На точке противостояния
Он мог бы и в советское, и в постсоветское время собирать тысячные залы, дружить с властью, иметь собственный театр и даже небрежно покусывать осыпающую его благодеяниями руку. Но сила сатирического таланта в нем всякий раз превозмогала естественное человеческое желание жить как все.
Чего не хватало преуспевающему по советским меркам драматургу Александру Галичу? Что надо было прославившемуся процитированной самим Хрущевым песней про покорителей космоса «У нас еще в запасе четырнадцать минут» Войновичу?
Свои «четырнадцать минут» перед «стартом» в диссиденты со всеми вытекающими последствиями он, несмотря на попытки начальства удержать его в допустимых литературно-общественных и поведенческих рамках, израсходовал довольно быстро.
Войнович, хоть и печатался в шестидесятых годах в легендарном «Новом мире» Твардовского, признания у недоверчивой советской критики не снискал. Какой-то тоской веяло от самих названий его повестей: «Мы здесь живём», «Хочу быть честным». Писатель словно пародировал метод социалистического реализма, неотъемлемой частью которого были дубовые декларативные названия.
Возможность полного и блистательного самовыражения Войнович обрел в ином, созданном им методе — «антисоветского сатирического реализма». Его «зияющими высотами» стали романы «Жизнь и необычайные приключения солдата Ивана Чонкина» и «Москва-2042». Никто не сумел с таким победительным ненавидящим отчаяньем высмеять советскую власть, как это сделали Владимир Войнович и Александр Зиновьев в своём романе «Зияющие высоты». Но если Зиновьев как философ и футуролог сумел разглядеть «зияющую пропасть», куда рискует провалиться после победы над коммунизмом мир, Войнович с прежней страстью, но уже с меньшей убедительностью начал высмеивать и презирать уже новые российские реалии, несмотря на многочисленные награды и Государственную премию по литературе в начале двухтысячных годов.
Иван Бунин в «Окаянных днях» сравнивал себя с где-то увиденной им дворовой собачонкой, самоубийственно вцепившейся в полу шинели проходившего мимо красноармейца. Так и я, писал Бунин, буду ненавидеть эту власть, пока жив. Нет смысла сравнивать Бунина и Войновича, это писатели разного масштаба. Но их объединяет изначальное непрятие любого претендующего на знание конечной истины абсолюта, будь то советская власть с коммунизмом, Лев Толстой с непротивленческими проповедями, Александр Солженицын, взявшийся с пафосом ветхозаветного пророка объяснять народу, как надо жить.

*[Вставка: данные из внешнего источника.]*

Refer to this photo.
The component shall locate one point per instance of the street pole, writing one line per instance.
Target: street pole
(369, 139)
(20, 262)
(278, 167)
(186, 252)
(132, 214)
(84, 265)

В этот ряд неизбежно попадала и какая угодно, но хоть в чем-то ограничивающая других и думающая о своем самосохранении власть. Отсюда избыточный гражданский пафос писателя в последние годы. А еще ни власти, ни Солженицыну Войнович не прощал утраты чувства юмора по отношению к самим себе.
С этим у самого Войновича было все в порядке. Чего стоит описание его визита в Нью-Йорке в подвальный закуток с множительной техникой, где (почти по Маяковскому) «негр преклонных годов», прежде чем запустить ксерокс, поинтересовался, имея в виду страницы: «One or each?» (Одну или каждую?) Он меня узнал! Вот она, всемирная слава гонимого русского писателя, возликовал, расслышав в этой фразе свою фамилию, Войнович.
Настоящая сатира переживает своих авторов и свое время. Солдат Иван Чонкин — персонаж «длинного», если не сказать вечного, в духе Салтыкова-Щедрина русского смысла. Ну, а роман «Москва-2042» (с Сим Симычем Карнаваловым и космическим гениалиссимусом) с каждым годом наливается, играет свежими красками.
Владимир Войнович ушел в ночь лунного затмения и великого противостояния с Марсом. Если уподобить Марс любой, не обязательно военной, власти, то писатель не сходил с точки противостояния, держался на ней до конца. Он уже не сможет написать песню о космонавтах, стартующих к Марсу. Его «четырнадцать минут» вечности истекли, но читающие граждане России еще долго будут искать и находить ответы на многие свои вопросы в его произведениях.